Select the date range that reflects the time frame of user activity and then Create Report. This action generates a downloadable report that you can use to view the user activity.
Fleet Command lets you to view system and application-specific metrics for your deployments at edge locations. Metrics are numerical values that measure aspects of your resources. The metrics are collected approximately every 10 seconds.
With metrics, you can monitor and analyze the performance of your deployed machine learning inference solutions over time. This information can help you make adjustments to improve resource consumption and the overall performance of your deployments.

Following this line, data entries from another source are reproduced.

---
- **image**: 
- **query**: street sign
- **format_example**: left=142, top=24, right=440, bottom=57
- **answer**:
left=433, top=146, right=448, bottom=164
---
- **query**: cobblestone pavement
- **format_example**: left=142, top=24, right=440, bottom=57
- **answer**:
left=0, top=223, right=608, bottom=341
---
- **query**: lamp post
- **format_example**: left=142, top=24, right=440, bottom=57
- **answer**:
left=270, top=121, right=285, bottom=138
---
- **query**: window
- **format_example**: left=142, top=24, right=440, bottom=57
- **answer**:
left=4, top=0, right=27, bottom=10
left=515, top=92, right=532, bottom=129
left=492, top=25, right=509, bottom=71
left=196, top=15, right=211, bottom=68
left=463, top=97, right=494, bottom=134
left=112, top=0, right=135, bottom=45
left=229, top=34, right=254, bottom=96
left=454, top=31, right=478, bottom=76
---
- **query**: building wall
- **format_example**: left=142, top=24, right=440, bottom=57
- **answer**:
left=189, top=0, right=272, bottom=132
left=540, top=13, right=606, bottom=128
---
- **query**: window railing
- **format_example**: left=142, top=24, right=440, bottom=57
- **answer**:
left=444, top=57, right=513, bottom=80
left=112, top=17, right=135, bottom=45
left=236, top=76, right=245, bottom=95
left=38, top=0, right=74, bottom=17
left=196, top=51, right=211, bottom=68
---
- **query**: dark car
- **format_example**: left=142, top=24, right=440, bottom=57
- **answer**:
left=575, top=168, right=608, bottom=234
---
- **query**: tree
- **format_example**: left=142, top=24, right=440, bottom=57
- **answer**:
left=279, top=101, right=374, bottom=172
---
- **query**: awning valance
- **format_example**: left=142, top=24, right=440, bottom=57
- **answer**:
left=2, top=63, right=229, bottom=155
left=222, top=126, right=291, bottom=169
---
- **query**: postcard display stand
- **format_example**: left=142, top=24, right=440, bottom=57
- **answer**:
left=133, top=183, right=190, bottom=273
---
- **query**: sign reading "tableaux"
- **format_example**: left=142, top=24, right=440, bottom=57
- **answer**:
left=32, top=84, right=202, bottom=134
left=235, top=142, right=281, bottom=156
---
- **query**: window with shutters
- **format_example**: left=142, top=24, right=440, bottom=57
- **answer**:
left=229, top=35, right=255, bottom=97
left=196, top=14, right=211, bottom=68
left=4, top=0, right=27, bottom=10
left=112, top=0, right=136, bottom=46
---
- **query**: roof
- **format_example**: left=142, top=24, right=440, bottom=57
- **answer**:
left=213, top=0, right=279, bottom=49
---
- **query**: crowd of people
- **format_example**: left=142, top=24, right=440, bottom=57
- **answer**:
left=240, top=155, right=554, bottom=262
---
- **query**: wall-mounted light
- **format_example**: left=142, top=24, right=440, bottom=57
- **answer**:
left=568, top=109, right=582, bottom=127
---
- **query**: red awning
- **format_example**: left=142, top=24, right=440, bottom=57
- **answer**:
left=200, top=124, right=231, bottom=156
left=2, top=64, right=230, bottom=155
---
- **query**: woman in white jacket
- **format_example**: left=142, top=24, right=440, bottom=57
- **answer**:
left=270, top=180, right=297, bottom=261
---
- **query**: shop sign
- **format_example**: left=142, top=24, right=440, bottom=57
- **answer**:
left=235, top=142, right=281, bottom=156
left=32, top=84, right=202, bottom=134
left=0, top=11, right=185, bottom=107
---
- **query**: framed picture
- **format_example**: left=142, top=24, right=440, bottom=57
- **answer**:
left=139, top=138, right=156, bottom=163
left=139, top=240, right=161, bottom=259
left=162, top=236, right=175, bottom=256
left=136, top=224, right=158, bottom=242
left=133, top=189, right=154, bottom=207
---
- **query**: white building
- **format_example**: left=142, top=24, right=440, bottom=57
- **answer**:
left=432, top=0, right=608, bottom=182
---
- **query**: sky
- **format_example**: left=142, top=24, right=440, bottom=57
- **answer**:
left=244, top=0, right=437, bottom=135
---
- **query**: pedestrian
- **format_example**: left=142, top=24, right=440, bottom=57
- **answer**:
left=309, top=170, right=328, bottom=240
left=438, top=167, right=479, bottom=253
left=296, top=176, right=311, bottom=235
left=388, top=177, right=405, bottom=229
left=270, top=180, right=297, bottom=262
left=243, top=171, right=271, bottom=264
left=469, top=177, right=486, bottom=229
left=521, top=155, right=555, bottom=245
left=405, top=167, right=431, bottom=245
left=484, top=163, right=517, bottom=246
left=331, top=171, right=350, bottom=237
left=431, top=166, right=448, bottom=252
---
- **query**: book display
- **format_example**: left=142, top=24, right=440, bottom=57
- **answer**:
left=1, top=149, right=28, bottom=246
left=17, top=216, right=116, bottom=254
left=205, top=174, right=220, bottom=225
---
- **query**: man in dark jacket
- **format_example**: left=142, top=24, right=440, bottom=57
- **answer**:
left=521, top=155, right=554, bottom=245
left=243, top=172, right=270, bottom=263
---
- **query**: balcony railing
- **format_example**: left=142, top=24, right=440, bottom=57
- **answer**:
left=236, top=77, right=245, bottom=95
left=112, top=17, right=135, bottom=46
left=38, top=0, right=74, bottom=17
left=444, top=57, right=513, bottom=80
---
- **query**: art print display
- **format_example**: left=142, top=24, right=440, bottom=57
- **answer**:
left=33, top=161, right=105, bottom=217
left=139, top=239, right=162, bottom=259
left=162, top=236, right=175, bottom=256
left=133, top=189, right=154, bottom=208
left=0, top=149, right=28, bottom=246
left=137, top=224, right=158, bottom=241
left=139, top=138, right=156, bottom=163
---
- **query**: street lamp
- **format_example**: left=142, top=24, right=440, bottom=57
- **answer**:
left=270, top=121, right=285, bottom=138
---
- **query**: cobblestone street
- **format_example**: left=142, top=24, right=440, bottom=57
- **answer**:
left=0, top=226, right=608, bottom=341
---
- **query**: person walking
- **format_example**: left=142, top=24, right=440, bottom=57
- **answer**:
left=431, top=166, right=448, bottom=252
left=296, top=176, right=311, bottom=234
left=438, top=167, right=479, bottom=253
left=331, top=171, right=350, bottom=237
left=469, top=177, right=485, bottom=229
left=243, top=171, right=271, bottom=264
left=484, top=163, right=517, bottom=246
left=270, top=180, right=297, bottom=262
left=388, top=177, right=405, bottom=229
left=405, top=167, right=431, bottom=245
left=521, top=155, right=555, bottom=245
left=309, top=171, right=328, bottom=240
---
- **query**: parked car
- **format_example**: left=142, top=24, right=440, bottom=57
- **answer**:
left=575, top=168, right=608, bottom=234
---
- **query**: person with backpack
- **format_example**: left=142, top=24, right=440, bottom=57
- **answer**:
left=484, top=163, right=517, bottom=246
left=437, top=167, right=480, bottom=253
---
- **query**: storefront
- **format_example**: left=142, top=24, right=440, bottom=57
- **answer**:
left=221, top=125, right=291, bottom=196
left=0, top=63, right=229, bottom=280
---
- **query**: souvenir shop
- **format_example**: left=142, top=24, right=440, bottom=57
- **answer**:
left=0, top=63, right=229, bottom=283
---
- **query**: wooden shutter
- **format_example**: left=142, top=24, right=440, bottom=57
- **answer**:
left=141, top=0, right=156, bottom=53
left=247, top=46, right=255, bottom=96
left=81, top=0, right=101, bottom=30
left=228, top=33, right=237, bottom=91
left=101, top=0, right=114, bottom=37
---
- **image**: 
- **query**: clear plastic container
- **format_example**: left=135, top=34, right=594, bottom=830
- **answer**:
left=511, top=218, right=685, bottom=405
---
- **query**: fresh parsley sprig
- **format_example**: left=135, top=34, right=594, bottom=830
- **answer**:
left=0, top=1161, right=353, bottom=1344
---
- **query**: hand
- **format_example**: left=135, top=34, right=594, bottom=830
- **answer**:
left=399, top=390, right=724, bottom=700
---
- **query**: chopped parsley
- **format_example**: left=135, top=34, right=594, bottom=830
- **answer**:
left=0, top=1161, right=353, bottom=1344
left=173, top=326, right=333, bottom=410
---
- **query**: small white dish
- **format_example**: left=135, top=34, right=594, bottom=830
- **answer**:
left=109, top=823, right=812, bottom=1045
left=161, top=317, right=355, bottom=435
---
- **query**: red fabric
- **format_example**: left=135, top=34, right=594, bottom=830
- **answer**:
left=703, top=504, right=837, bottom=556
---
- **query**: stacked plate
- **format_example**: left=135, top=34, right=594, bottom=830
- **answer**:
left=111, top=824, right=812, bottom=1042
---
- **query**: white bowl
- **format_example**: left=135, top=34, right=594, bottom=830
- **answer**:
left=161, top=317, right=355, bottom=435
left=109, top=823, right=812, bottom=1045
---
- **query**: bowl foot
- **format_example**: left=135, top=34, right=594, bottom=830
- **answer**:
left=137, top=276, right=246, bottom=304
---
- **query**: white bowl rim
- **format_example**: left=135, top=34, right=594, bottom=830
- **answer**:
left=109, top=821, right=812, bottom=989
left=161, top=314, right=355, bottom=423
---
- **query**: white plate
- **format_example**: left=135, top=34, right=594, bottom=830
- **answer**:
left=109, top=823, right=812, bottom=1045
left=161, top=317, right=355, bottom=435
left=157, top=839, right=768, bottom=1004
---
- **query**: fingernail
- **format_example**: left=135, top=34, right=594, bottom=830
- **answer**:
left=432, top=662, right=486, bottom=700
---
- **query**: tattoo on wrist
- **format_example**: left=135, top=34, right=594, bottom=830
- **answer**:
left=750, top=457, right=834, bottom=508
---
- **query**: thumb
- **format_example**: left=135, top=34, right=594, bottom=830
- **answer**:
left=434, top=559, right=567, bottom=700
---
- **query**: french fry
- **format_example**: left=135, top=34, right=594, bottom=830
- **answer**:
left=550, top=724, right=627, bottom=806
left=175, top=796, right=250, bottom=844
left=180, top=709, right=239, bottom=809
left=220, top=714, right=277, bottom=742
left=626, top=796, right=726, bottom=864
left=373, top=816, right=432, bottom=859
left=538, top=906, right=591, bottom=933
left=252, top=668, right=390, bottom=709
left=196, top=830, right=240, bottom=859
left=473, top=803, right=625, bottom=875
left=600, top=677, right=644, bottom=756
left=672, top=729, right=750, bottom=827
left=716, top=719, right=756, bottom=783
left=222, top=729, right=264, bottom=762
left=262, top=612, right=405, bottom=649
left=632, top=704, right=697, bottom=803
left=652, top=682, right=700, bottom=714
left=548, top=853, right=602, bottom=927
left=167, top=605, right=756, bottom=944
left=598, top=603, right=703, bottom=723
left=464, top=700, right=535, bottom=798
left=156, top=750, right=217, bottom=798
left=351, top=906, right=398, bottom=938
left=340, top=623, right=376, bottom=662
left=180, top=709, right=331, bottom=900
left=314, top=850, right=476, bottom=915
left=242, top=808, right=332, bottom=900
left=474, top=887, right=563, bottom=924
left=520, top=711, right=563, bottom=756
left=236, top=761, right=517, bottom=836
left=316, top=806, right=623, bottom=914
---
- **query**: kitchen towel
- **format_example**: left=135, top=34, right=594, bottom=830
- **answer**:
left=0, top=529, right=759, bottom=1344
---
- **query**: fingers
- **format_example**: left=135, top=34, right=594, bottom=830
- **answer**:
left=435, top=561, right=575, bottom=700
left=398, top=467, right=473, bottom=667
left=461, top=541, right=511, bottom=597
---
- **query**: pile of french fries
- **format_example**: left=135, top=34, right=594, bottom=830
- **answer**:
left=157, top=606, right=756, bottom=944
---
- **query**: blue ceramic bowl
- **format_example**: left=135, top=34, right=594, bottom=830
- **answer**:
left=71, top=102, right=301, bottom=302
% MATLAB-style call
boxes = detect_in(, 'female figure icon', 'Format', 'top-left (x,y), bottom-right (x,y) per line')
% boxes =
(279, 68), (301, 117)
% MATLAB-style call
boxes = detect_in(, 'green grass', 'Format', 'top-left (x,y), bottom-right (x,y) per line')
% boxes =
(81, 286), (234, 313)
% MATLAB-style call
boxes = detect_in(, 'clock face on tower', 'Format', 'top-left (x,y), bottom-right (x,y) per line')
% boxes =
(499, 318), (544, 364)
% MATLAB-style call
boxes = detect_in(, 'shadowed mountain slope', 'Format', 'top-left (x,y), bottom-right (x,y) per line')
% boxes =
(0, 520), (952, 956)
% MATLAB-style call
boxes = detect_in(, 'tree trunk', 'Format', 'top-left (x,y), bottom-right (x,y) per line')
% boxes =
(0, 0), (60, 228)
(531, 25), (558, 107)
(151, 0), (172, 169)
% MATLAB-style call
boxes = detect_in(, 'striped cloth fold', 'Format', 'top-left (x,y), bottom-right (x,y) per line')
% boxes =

The following metrics are available in Fleet Command:
System metrics: measurement of edge system resource utilization, including
Total CPU Utilization (per core)
Total RAM Utilization
Total GPU Utilization
Total Storage Utilization
Total Network Utilization
Application utilization metrics: measurement of application system resource utilization, including
App CPU Utilization
App RAM Utilization
App GPU Utilization
App Storage Utilization
App Network Utilization
Alert metrics: threshold-crossing events for CPU, memory, and disk usage.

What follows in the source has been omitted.